Station: [9] Contemporary witnesses


“Be comforted, the hours fly by, come what may, the evil cannot abide, and another day will come.”... 

These lines, based on a poem by the 19th century writer Theodor Fontane, were sent to Red Cross worker Else Huy by field post in June 1944. Nurse Benjamin, as she was also known, was employed from 1939 to 1945 as a Red Cross worker in various military hospitals and residential homes for soldiers. During that time, she experienced the horrors of a brutal war close up, with its countless casualties, both dead and seriously wounded.  

In 1942, she became the face of the Red Cross on the cover of the magazine “Neue Illustrierte Zeitung”. She promoted the deployment of Red Cross nurses in the war, and presented the image of an “ever friendly, ever helpful and selfless” helpmate on the front.  

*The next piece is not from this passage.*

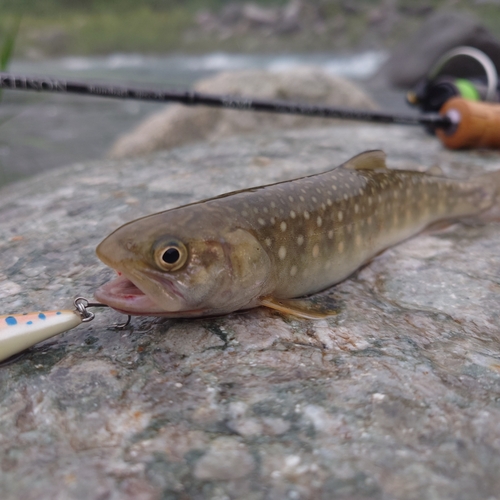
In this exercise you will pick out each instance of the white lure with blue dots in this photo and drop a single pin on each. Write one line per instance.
(20, 331)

For her humanitarian work in France and Ukraine, she was awarded the War Merit Medal in 1943. She died in 2012 at the age of 97. Her niece left Else Huy’s photographs, items of field post and notes to the Red Cross Museum Vogelsang. 
If you’d like to find out more detail about Nurse Benjamin’s life, take some time to look at the display case on the centre aisle.

The other display cases also feature the personal legacies of Red Cross workers, both men and women. They include Werner Rosen, who was a Red Cross paramedic in the Eifel region during the final phase of the Second World War and survived intense bombing raids huddled in a roadside ditch. “The workers fear neither hell nor high water when the issue is rescuing and retrieving the wounded,” he said – impressive words with which he described “the final months of the war in the Eifel”. He died in 2019 at the age of 92.